“Your conspiracy theory seemed utterly stupid,” Herald Sun columnist Andrew Bolt told soon-to-be One Nation Senator for Queensland Malcolm Roberts in 2012.

Back then, Roberts was project leader for the Galileo Movement, a group that calls man-made induced climate change a “UN political fabrication” and a conspiracy involving the Bureau of Meteorology and the CSIRO, among other things. Bolt confronted Roberts after a Fairfax interview in which Roberts had claimed that climate change science had been “captured by some of the major banking families in the world” who form a “tight-knit cabal.”

Bolt had been listed as adviser to the Galileo Movement but demanded his name be removed from the website, as its wild speculation had veered into anti-Semitism. Bolt told Roberts:

“Two of the three most prominent and current banking families you’ve mentioned are Jewish, and the third is sometimes falsely assumed to be. Yes, this smacks too much of the Jewish world conspiracy theorising I’ve always loathed. Again, I insist: remove me from the list of people you claim are prepared to advise you.  I’ve never advised you, Malcolm, and would never want to. I am offended to be linked to you.”

Roberts appeared on Bolt’s radio show with Steve Price on 2GB last night where the issue was discussed. Bolt indicated that the issue of the banking families involved (including the Rothschilds) remains a sticking point for him, but said no one could deny that Roberts was well-researched on the issue of climate change. Roberts said that he didn’t think religion was connected to the climate change “corruption” but reiterated his theories about the international banks.

The Galileo Movement still boasts advisers of the usual cabal of climate change sceptics including Ian Plimer, David Flint and Lord Christopher Monckton. The movement’s patron is 2GB’s Alan Jones.

Now Roberts will be one of four One Nation senators sitting in the Senate when Parliament resumes later this month, a surprise addition to the expected three seats Pauline Hanson’s party picked up at the election.

Roberts also appears to have gone by the full name of “Malcolm-Ieuan: Roberts.”, which is an odd punctuation style used by a group of people who believe that government uses grammar to enslave its citizens.

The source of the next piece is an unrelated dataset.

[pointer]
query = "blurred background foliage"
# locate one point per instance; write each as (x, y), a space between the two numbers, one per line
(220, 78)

Interestingly, he doesn’t seem to think he alone should get all the colon fun — in a downright weird affidavit to Julia Gillard he addresses the prime minister as “The Woman, Julia-Eileen: Gillard.”.

Roberts has studied engineering and economics and has worked for coalface mining and in management consulting. His movement rose to prominence during the peak of the carbon tax debate in 2009-10, when Roberts said he wrote to every MP and senator demanding they back up their claims about climate change with scientific evidence. Roberts has a long history of writing to journalists and politicians about his views on climate change, demanding a response. In one response from The Sydney Morning Herald‘s then-environment editor Ben Cubby, Cubby indicated that Roberts had frequently written to him on the subject:

“As I’ve made clear in earlier replies to your many emails, I don’t mind a civil discussion about environment reporting or climate change. But until you start to ground your opinions in fact, I will continue to regard your correspondence as amusing spam.”

In a press conference Roberts held today in Brisbane, he reiterated many of his claims about climate change, as well as his call for an investigation into the CSIRO and the Bureau of Meteorology:

We need an investigation into the CSIRO and the Bureau of Meteorology based upon their comments and claims. There is not one piece of empirical evidence anywhere, anywhere, showing that humans cause, through carbon dioxide reduction.”

He also doubled down on his claims about the banks.

started finding out things about the CSIRO and Bureau of Meteorology. That led me then to the UN which has been driving this. Then I started following the money trails. It’s important to under the motives. The people who will benefit enormously from the climate scam are the major international banks through their carbon dioxide trading … Those banks will make enormous money, trillions, not millions, trillions on trading of credits on a program that does not exist.”

Roberts also said that he backs repealing 18(c) from the Racial Discrimination Act because it was “curbing free speech” on issues like “tax, Islam, terrorism, the economy”.

In his declaration of personal interests, Roberts says his daughter has a horse named Clancy that only eats “fuels from renewable sources.”

“He eats no oil, coal or natural gas! Clancy does fart a lot.”